10. René Descartes, The Philosophical Works of Descartes, trans. Elizabeth S. Haldane and G. R. T. Ross (1637; repr. New York: Cambridge University Press, 1970), 1:101.

11. Kant actually argued that reason was the root of morality and that the passions were more or less irrelevant. To Kant, it didn’t matter how you felt, as long as you did the right thing. But we’ll get to Kant in chapter 6. See Immanuel Kant, Groundwork to the Metaphysics of Morals, trans. James W. Ellington (1785; repr. Indianapolis, IN: Hackett Publishing Company, Inc., 1993).

12. See Sigmund Freud, Civilization and Its Discontents, trans. James Strachey (1930; repr. New York: W. W. Norton and Company, 2010).

13. I know this because I’m unfortunately part of this industry. I often joke that I’m a “self-hating self-help guru.” The fact is, I think most of the industry is bullshit and that the only way really to improve your life is not by feeling good but, rather, by getting better at feeling bad.
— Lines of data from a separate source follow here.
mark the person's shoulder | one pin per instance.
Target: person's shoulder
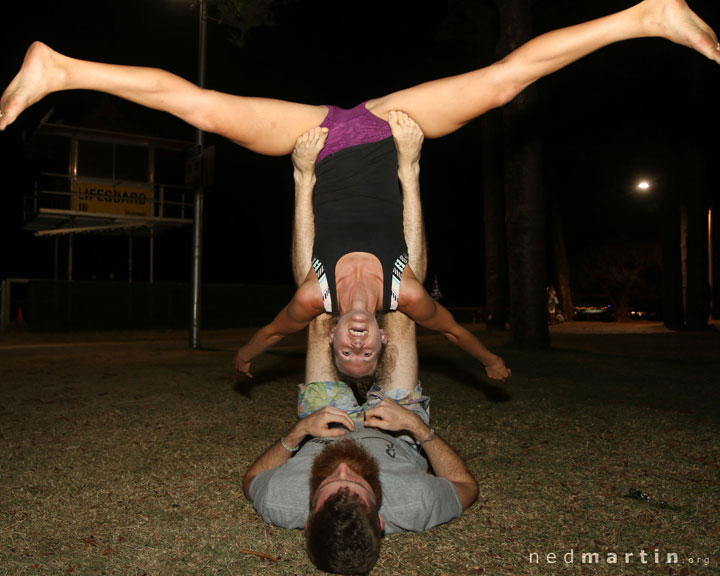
(411, 290)
(309, 294)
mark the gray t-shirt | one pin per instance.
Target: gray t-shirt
(412, 499)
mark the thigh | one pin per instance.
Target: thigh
(401, 336)
(319, 365)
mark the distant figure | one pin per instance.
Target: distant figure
(554, 316)
(436, 293)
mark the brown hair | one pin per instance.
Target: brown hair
(344, 535)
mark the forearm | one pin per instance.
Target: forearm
(273, 457)
(409, 176)
(304, 225)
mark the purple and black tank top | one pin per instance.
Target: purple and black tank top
(358, 205)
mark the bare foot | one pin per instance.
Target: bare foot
(38, 76)
(307, 149)
(673, 19)
(408, 137)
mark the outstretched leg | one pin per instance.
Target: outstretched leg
(445, 105)
(263, 125)
(399, 327)
(319, 365)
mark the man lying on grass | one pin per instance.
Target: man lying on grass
(344, 472)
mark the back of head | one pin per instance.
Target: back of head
(343, 537)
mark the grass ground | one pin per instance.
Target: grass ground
(123, 454)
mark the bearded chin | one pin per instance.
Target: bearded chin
(352, 454)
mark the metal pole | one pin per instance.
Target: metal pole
(198, 198)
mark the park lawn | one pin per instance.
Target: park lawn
(124, 455)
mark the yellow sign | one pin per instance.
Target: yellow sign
(109, 199)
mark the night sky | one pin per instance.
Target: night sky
(633, 110)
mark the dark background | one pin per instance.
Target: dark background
(638, 109)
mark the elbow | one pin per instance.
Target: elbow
(507, 85)
(470, 494)
(247, 481)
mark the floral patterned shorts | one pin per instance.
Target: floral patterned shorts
(316, 395)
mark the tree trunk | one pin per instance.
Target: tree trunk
(673, 315)
(524, 195)
(697, 306)
(496, 273)
(562, 268)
14. Great thinkers have cut the human mind into two or three pieces since forever. My “two brains” construct is just a summary of the concepts of these earlier thinkers. Plato said that the soul has three parts: reason (Thinking Brain), appetites, and spirit (Feeling Brain). David Hume said that all experiences are either impressions (Feeling Brain) or ideas (Thinking Brain). Freud had the ego (Thinking Brain) and the id (Feeling Brain). Most recently, Daniel Kahneman and Amon Tversky had their two systems, System 1 (Feeling Brain) and System 2 (Thinking Brain), or, as Kahneman calls them in his book Thinking: Fast and Slow (New York: Farrar, Straus and Giroux, 2011), the “fast” brain and the “slow” brain.